I have known so many people who have struggled with understanding faith. They've sought it, studied, spent years reading the writings of others, even felt a bit hopeful through the poetic verses of others - Rumi, Merton, Milton, Shakespeare. One thing these all - and there are an infinite number of others - held in common was their faith which seemed to emerge in radiant verses flowing abundantly out of their creative minds, some would call their "right" side of their brains, that non-technical, can't-balance-a-checkbook, can't-program-a-DVD-player, can-barely-answer-a-cell-phone, part of us. Painfully, they know who they are. They are so well connected with that other part of themselves, the faith center, the creative genius which inhabits their bodies and fills their lives, even through the darkest of times, with light, love and joy.

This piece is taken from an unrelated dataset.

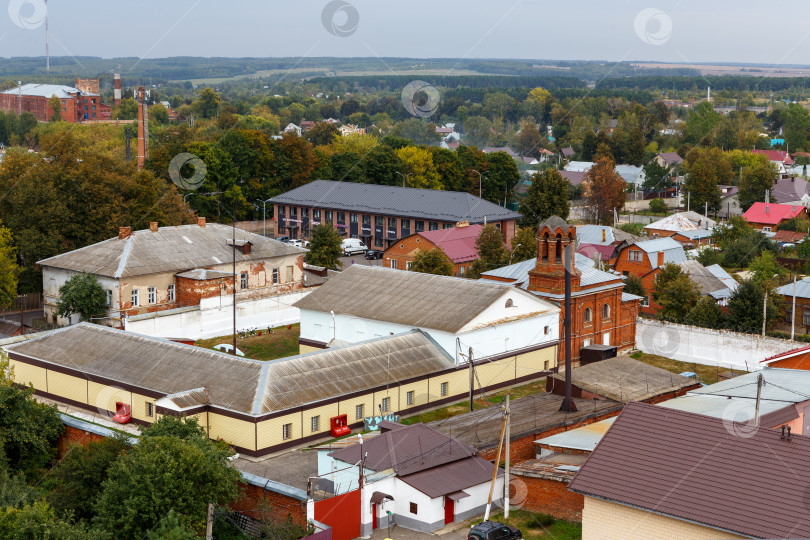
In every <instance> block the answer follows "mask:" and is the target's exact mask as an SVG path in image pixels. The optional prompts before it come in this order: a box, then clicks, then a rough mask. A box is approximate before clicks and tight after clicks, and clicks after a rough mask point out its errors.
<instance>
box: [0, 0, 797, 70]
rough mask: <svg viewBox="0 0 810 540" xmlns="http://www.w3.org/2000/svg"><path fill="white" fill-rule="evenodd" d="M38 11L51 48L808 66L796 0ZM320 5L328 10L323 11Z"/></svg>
mask: <svg viewBox="0 0 810 540" xmlns="http://www.w3.org/2000/svg"><path fill="white" fill-rule="evenodd" d="M335 2H338V3H335ZM2 4H8V12H9V13H8V14H6V13H3V12H2V11H0V56H6V57H7V56H41V55H43V54H44V25H43V24H42V23H41V20H40V19H41V17H40V15H41V14H42V13H43V11H42V6H43V5H44V4H43V0H1V1H0V5H2ZM47 7H48V12H49V14H50V17H49V22H50V32H51V55H52V56H63V55H80V56H101V57H105V58H110V57H118V56H131V57H139V58H159V57H167V56H260V57H263V56H296V57H297V56H398V57H417V58H418V57H444V58H448V57H450V58H537V59H580V60H588V59H599V60H609V61H619V60H660V61H667V62H684V63H699V62H710V61H714V62H752V63H765V64H769V65H779V64H810V54H808V51H810V25H808V24H806V23H805V21H807V20H808V17H807V15H809V14H810V2H808V1H807V0H771V1H770V2H763V1H762V0H759V1H756V2H755V1H753V0H736V1H732V0H680V1H678V0H674V1H673V0H670V1H668V2H663V1H658V0H568V1H555V2H551V1H548V0H542V1H541V0H522V1H521V0H497V1H495V0H490V1H483V0H463V1H462V0H449V1H448V0H445V1H438V0H431V1H425V0H408V1H404V2H394V1H391V0H332V1H331V2H330V1H329V0H296V1H290V0H261V1H260V0H231V1H230V2H222V1H214V0H162V1H160V2H157V1H154V0H140V1H139V2H133V1H127V2H121V1H110V0H104V1H102V0H80V1H76V0H72V1H68V0H50V2H49V3H48V6H47ZM325 8H327V9H328V8H331V11H332V12H334V16H333V17H329V16H327V17H324V16H323V14H324V11H325ZM324 18H325V19H326V21H327V22H326V24H325V23H324V20H323V19H324ZM24 27H28V28H24ZM341 34H345V35H341Z"/></svg>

Last night's State of the Union Address by President Obama speaks to that part of our minds, our hearts, our souls. He spoke to the soul of our nation, to our faith as a people, gathered together under a common goal - freedom and liberty and to uphold the dignity of every human being - who at one time washed upon our shores, broken, beaten and poor, but today may struggle to survive almost anywhere on the Earth.

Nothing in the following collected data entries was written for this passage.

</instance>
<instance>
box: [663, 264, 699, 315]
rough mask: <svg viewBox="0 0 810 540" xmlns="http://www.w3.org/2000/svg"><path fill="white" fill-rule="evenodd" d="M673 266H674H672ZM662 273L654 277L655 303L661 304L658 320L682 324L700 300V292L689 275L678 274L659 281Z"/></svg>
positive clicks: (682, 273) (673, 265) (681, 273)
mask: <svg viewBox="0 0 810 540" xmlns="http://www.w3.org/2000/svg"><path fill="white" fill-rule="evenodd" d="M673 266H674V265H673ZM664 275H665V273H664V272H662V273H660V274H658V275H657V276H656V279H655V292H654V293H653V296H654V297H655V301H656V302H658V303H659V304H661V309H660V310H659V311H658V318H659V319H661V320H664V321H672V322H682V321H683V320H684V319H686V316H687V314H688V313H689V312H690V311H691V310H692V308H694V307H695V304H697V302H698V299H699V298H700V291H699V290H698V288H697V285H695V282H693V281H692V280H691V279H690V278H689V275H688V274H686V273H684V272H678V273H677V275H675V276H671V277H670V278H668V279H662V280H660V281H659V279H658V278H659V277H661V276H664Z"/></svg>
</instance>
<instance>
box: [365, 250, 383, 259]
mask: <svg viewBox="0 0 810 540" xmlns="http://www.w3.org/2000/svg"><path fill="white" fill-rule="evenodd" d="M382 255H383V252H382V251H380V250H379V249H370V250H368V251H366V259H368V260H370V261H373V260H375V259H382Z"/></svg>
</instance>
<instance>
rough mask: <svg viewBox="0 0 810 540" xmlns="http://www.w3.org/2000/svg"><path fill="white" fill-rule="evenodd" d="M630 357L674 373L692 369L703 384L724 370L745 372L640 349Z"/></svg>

Obama's was a visionary speech, not new really, but as needed today as others like it more than 200 years ago, at the founding of our nation. Then, as now, we needed a leader who would call us together as a coach calls his team together before the big game. When, as a fledgling nation, our leaders gathered in Philadelphia to sign a bold and dangerous claim for independence, Benjamin Franklin spoke on behalf of our brave new cause, "If we don't hang together, we will surely hang separately." Spoken at the signing of the Declaration of Independence, 7/4/1776, he saw the absolute need to come together, putting differences aside for our very survival. It was a case of either we do this together, or we don't do it all, because if we aren't strong enough to defend our cause, we will lose our necks on the scaffold.

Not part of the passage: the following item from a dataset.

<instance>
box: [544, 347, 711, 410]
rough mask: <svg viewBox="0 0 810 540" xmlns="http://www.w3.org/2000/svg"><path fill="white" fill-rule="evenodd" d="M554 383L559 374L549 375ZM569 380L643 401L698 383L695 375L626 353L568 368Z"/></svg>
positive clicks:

Today, as then, we, as Americans, and as human beings, must hang together, put aside our political, religious and even cultural differences, reach deep into our hearts for our common faith, once again look to and accept the love of our creator and remember our unique kindred bond. We are all one, all connected on our deepest level where our dignity and freedom abides, running together like an underground stream, from our Creator to and through all of us.

Today we can be proud, but tomorrow and the next day, we must love ourselves and our neighbors, our enemies, all brothers, friends and foes, from the place of faith welling up from within us, emerging far below reason's careful eye.